The Bus Stops Here
Rebuilding Project Expected To Give Transit Service New Home, Boost Important Downtown Corner
October 31, 2019
Sealed construction bids for the project are to be opened at 10 a.m. during the county commissioners meeting. The intent is to award a contract for all construction to the lowest responsible bidder.
The project involves extensive repairs – from the roof on down – at the commercial building on the northeast corner of 3rd and Chestnut streets in order to make it the new base for county transit.
Originally an auto dealership, it was built in the1920s and has been vacant for more than a decade since the last of its subsequent businesses left.
But some county officials like what they see there. A lot.
The commissioners voted unanimously March 13 to buy the place for $38,500, well knowing that it needed a serious and expensive overhaul. But with a federal grant in hand that would pay 80 percent of the costs to remodel the building, they pulled the trigger. The county is responsible for the other 20 percent.
The exact project cost at this point is uncertain, but transit administrator Christy Warner offered this example to show how costs could break down: With the grant money, if the county would have paid $40,000 fo buy a property and remodeling cost $400,000, the total cost to the county would be $120,000.
In addition, part of the federal funding formula lets the county charge the transit service rent for using the building and then being reimbursed 90 percent of that rent – which pays off the lion's share of the county's remodeling share.
Those kind of numbers, county officials say, represent good value when it comes to giving county transit and government needed space while revitalizing one of Kimball's most prominent street corners.

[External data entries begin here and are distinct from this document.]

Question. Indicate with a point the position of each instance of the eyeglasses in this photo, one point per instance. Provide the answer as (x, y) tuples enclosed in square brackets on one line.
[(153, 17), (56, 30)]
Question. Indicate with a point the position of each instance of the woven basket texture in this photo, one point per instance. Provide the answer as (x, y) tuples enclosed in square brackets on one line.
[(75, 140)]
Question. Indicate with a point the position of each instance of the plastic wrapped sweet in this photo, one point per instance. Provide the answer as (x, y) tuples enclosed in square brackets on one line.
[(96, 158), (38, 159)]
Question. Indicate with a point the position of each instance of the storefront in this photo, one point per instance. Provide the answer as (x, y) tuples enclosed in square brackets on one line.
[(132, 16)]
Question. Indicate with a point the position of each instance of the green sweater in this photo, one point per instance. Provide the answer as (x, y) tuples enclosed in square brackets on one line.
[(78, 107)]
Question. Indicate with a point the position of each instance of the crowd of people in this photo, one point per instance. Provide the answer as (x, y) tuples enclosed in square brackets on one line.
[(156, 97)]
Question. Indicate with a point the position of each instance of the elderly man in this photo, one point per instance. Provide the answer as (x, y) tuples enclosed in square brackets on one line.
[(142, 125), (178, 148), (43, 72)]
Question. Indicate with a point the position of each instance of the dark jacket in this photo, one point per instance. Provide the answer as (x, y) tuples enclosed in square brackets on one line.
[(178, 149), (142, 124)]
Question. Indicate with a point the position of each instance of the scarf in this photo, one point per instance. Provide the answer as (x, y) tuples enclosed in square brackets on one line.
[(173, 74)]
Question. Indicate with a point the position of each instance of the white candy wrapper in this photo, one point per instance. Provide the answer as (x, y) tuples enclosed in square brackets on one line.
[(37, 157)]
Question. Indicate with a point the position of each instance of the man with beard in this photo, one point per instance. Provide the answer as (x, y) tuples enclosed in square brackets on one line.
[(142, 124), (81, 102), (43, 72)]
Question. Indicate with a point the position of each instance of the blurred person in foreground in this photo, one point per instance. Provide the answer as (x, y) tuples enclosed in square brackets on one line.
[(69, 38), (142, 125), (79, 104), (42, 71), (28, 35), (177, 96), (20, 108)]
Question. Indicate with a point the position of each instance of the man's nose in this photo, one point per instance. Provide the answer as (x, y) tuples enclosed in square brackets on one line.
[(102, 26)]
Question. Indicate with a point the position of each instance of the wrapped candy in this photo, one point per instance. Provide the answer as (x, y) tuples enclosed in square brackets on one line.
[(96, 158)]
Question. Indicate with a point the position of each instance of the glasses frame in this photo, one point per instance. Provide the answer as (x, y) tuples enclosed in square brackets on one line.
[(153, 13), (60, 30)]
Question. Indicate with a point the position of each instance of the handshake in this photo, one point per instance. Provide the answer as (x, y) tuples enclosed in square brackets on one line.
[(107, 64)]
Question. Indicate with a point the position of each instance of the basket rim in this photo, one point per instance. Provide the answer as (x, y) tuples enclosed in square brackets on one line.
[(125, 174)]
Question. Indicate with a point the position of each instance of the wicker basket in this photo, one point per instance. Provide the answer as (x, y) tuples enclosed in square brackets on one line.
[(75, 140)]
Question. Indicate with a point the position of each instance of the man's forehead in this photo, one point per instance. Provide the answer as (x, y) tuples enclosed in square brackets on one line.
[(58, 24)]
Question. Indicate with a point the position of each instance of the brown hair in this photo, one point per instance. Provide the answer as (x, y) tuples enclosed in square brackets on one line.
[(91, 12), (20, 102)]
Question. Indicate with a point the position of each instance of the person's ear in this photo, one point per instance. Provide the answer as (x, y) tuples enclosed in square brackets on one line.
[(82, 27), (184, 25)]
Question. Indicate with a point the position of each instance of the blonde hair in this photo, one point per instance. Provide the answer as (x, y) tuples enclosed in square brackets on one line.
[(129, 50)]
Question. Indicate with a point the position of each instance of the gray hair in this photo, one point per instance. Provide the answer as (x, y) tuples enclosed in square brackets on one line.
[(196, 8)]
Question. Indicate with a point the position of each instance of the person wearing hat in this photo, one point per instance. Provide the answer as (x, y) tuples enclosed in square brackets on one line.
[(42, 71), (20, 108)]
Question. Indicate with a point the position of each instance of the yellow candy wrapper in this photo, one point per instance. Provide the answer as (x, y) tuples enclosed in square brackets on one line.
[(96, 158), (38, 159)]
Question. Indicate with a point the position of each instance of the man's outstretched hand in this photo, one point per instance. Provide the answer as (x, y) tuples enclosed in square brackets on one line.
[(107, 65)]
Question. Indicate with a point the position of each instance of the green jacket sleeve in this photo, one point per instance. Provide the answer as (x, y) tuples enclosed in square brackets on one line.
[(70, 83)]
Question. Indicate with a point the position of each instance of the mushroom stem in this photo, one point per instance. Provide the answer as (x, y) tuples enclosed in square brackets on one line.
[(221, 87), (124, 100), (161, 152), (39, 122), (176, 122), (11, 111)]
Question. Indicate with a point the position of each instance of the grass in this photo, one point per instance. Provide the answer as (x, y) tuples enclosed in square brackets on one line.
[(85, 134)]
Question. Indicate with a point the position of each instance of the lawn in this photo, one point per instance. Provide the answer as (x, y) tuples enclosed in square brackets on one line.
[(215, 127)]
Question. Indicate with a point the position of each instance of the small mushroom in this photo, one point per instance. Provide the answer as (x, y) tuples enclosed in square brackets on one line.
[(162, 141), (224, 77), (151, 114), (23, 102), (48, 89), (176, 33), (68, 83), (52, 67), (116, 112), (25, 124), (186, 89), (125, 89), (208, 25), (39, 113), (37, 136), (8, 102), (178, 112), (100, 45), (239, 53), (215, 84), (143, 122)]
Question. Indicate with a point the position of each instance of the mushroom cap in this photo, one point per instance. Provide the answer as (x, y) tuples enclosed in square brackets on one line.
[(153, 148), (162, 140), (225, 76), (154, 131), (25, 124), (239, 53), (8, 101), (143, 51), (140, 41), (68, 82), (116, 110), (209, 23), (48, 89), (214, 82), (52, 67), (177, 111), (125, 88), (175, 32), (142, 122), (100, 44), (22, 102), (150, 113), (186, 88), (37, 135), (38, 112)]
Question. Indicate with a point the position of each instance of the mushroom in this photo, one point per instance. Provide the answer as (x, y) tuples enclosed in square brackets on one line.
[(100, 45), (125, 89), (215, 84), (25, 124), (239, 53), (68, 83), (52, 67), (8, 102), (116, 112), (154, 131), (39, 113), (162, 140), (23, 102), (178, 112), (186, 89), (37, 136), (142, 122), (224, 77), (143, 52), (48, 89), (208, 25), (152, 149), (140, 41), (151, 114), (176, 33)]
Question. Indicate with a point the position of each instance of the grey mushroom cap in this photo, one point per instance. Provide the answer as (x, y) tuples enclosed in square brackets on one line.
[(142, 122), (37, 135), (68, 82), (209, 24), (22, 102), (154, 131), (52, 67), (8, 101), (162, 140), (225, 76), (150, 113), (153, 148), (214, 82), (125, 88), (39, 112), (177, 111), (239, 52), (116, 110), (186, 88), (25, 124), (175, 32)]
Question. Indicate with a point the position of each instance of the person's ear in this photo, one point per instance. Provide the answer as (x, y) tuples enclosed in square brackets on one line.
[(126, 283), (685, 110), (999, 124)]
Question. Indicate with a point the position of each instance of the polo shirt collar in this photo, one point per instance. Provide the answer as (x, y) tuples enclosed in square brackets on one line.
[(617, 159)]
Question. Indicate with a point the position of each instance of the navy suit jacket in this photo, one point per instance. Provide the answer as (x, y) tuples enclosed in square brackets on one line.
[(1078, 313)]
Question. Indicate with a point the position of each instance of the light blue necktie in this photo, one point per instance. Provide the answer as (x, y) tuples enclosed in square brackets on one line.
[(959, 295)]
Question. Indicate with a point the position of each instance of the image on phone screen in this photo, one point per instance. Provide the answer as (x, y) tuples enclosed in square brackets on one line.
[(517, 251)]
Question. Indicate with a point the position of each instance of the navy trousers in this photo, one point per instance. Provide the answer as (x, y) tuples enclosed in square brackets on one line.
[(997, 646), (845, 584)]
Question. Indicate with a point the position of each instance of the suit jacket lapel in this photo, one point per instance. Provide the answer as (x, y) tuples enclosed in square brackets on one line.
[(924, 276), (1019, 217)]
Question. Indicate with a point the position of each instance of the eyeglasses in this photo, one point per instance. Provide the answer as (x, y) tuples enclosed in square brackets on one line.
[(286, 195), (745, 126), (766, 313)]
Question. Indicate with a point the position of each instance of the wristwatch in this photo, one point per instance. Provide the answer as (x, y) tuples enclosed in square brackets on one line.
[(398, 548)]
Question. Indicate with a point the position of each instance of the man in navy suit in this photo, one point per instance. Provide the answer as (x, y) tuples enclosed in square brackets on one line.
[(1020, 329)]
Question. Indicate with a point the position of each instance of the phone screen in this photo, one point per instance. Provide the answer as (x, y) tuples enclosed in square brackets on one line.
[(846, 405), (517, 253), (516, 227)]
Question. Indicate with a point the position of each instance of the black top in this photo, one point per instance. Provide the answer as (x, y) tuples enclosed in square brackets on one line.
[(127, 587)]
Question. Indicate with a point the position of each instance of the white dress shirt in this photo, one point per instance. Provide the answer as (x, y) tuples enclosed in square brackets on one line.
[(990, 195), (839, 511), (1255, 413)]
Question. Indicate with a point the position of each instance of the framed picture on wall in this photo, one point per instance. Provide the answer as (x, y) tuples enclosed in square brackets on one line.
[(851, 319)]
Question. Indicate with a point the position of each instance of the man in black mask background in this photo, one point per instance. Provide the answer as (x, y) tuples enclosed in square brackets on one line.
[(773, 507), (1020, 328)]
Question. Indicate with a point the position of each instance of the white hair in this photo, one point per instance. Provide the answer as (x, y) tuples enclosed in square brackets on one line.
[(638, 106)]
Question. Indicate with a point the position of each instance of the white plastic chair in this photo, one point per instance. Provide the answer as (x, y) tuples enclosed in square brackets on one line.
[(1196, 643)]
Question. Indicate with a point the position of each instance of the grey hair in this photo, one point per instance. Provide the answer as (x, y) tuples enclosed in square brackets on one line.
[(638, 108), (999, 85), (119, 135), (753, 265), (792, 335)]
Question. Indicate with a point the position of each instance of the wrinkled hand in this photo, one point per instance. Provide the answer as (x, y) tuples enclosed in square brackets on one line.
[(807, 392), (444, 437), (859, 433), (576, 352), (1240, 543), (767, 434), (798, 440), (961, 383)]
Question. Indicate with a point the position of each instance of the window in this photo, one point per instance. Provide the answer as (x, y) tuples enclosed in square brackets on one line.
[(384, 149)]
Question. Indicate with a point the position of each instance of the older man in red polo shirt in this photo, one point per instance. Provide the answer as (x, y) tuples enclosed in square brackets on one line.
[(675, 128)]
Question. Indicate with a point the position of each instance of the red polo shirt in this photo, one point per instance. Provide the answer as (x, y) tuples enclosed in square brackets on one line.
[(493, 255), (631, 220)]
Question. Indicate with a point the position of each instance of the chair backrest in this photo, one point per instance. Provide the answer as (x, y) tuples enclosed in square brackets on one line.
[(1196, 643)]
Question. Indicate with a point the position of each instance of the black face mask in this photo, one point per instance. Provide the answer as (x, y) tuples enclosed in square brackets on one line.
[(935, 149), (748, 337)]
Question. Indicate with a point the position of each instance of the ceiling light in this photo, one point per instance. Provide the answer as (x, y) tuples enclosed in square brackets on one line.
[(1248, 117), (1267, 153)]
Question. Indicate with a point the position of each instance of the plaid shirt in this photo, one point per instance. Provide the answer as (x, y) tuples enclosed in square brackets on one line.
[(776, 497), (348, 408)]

"We hope the building and service will be something that the community can be proud of for years to come," Warner said.
If all goes well, she hopes construction will last five months and the transit service can set up shop there by summer.
The building is spacious enough to accommodate a growing transit fleet and office staff, and it has enough clearance for the shuttle bus. The parking garage takes up about 75 percent of the building and includes a wash bay.
As it is, Warner said the transit service has a bus and two minivans parked at the county annex building. Two other county vehicles are parked at the courthouse and road department. Staff and public parking also are needed..
The service has three office staff members and eight drivers, plus occasional trainees and part-timers, who will work at 3rd and Chestnut. The staff now works on the courthouse second floor, using the county clerk's election room and the surveyor's office.
"We truly have outgrown our current infrastructure," Warner said.